According to the business law when products and services are provided and produced by a legitimate source but in an unauthorized manner, the product is counterfeit.
According to the business law when products and services are provided and produced by a legitimate source but in an unauthorized manner, the product is counterfeit. Therefore, those products ought not to be released to the member of the public in any circumstance unless the company is liable for selling substandard goods and services. The act of Novelty Now Inc. requires Chris to request permit to produce and distribute funny faces, which are not approved by Food and Drug Administration. Thus, the luck of authorization is a criminal offense according to business law. Food and Drug Administration is the overseer to ensure that all food, beverages, and drugs sold on the market are safe to the consumer. Cosmetics fall under these categories, and all of them checked if they meet with safety regulation and does not have any harmful chemical.
According to FDA law, any person who produces and distribute fake product is liable for a criminal offense If a person sells and distributes counterfeit products to the consumers who may cause harm to the consumer. Such person is supposed to compensate the consumer all the damages incurred on top of the that the person is also accountable for a fine of two million United States dollar or serve up to ten years in prison (Karki 602). Chris, Matt, Ian, and Novelty Now are accountable for distributing counterfeit cosmetic funny face, which in turn cause skin damage to Margolin’s skin. Even if their website they have indicate the warning to the consumer that anyone buying the product should not sue them, the warning is null and void. According to federal law, anyone selling drug product should register them with FDA for compliance. All of them are accountable for this criminal offense. They are supposed to compensate Margolin for damages from buying their fake product. They are also supposed to face the judgments of producing and distributing fake products as stipulated in FDA and federal law.
There was no written agreement between Sam Stevens and national chains store. Sam only promised to supply barking dog scared gadget to the company verbally, but there was no written contract. Sam had not transacted any business with a chain store, and there is no written agreement to show that he had the invoice of supplying scaring dog gadget to the chain store.
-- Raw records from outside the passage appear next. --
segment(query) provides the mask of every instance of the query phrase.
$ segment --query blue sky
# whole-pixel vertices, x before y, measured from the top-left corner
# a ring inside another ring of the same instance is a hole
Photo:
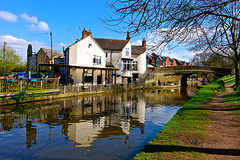
[[[35,52],[41,47],[50,48],[51,31],[53,32],[53,48],[56,50],[62,50],[63,46],[67,47],[77,38],[80,39],[84,28],[91,30],[94,38],[125,39],[125,33],[115,33],[107,29],[99,20],[112,14],[106,7],[106,2],[109,1],[2,1],[0,5],[0,46],[5,41],[7,46],[15,49],[25,61],[29,43],[33,45]],[[133,37],[131,42],[139,42],[146,37],[146,34]],[[193,54],[180,47],[165,51],[163,55],[189,60]]]

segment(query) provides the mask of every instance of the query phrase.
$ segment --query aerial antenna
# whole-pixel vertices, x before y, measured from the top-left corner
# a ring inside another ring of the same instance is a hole
[[[72,38],[72,41],[73,41],[73,43],[74,43],[74,40],[73,40],[72,33],[71,33],[70,29],[68,29],[68,32],[70,33],[71,38]]]

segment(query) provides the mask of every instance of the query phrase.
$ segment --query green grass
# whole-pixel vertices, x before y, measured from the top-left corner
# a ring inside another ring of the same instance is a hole
[[[224,78],[224,77],[223,77]],[[218,92],[225,91],[218,79],[203,88],[188,101],[160,133],[133,159],[206,159],[207,151],[192,147],[207,136],[209,103]]]
[[[235,111],[236,115],[240,119],[240,90],[224,96],[224,103]]]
Sam is innocent that he is using his rental house to transact business as stipulated by his property owner.
The right of the landlord state that; they have the right to evict any tenant who has not paid rent for some time, but they must give them thirty before filling the matter in court. The landlord is supposed to charge any amount of rent to the tenant but required to give them a notice of up to thirty days before increasing the rent. The proprietor has an obligation to commence eviction of any tenant who uses the premises for the purpose not agreed in the contract. The tenant, on the other hand, has the right to privacy which the property owner must obey, has the right to complain if the landlord violates their right in any way. The tenant is supposed to ensure safety is observed all time to them and other tenants (Quinn and Earl 225).
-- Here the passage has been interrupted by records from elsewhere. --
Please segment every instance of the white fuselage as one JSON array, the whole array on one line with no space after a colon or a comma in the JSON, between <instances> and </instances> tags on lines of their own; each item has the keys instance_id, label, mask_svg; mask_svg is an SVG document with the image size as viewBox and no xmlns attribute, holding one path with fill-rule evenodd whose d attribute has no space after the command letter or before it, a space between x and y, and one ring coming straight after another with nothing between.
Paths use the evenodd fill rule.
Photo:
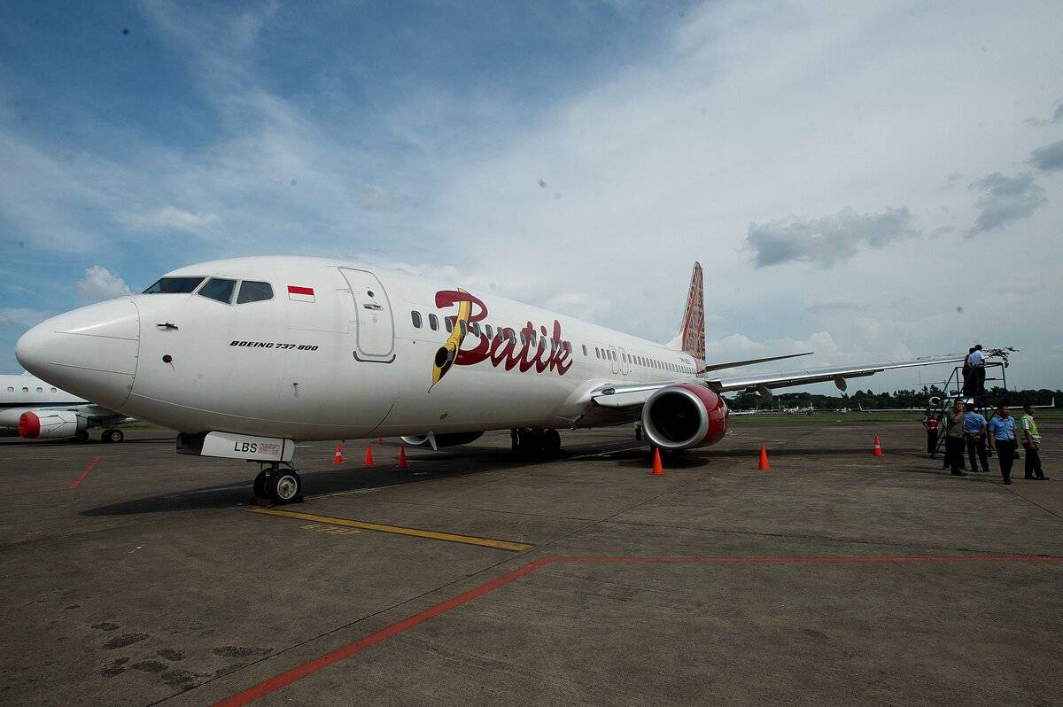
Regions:
<instances>
[{"instance_id":1,"label":"white fuselage","mask_svg":"<svg viewBox=\"0 0 1063 707\"><path fill-rule=\"evenodd\" d=\"M237 289L242 281L268 283L272 297L112 300L37 327L43 334L20 340L20 360L35 360L34 370L111 409L181 432L297 440L615 424L638 410L588 416L591 389L695 380L699 365L563 315L354 263L251 257L167 276L182 275L231 279ZM444 322L461 316L462 301L461 353L433 384L434 360L453 338ZM534 344L522 341L533 331ZM45 336L52 337L47 348ZM552 346L555 336L563 343Z\"/></svg>"},{"instance_id":2,"label":"white fuselage","mask_svg":"<svg viewBox=\"0 0 1063 707\"><path fill-rule=\"evenodd\" d=\"M30 410L72 409L85 404L87 401L29 373L0 375L0 427L17 427L18 418Z\"/></svg>"}]
</instances>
Sam had the right to deny the eviction of thirty days given by his tenants of thirty days because had not transacted any business in the house. Secondly, even if his device was a health hazard to the other tenants the property owner was supposed to give him a notification for thirty days to rectify his mistake before offering him the eviction letter.
The main types of business models include; a corporation, cooperative, partnership, sole proprietor and limited liability company. The common types are a sole trader and partnership. A sole proprietor is where the owner has the right to the business, enjoys all the profits alone, and is the sole decision maker of the business. The main disadvantage of these forms of business is a lack of enough funds and innovation in the case of accident, death or liabilities it results in the closure of business. The second type is a partnership that is formed by a minimum of two to a maximum of twenty people. The partnership has the written document known us partnerships contract and partners must agree to terms and condition stipulated in the contract. The main advantage of these forms of business is that the partners can share idea and pull up resources together, liability is shared equally among the members. The main disadvantage of these forms of business is the share profit is equally among the members.
An Acardia sport is a partnership business between Jeb and Josh. They agreed to share the ideas to start up the business and later signed a contract where they share the profit equally. The accident experienced by Jane after using Acardia product is supposed to be catered by both Jeb and Josh. Partnership agreement demands that all members are liable for any loss incurred by the business. The liability of Jebs is not supposed to affect their partnership business because he incurred a loss from his sole proprietor business. Even if he was the financier of the business, the business survived because of the idea of Josh. In case he demands his assets, the assets should be divided equally as stated by the law of dissolution partnership business.
Karki, Laba. “Review of FDA Law Related To Pharmaceuticals: The Hatch-Waxman Act, Regulatory Amendments, and Implications For Drug Patent Enforcement.” J. Pat. and Trademark Off. Soc’y, vol. 87, 2005, pp. 602. Print
Quinn, Thomas M., and Earl Phillips. “Law of Landlord-Tenant: A Critical Evaluation of the Past with Guidelines for the Future. Fordham Law. Review, vol. 38, no. 2, 1969, pp. 225-258. Print.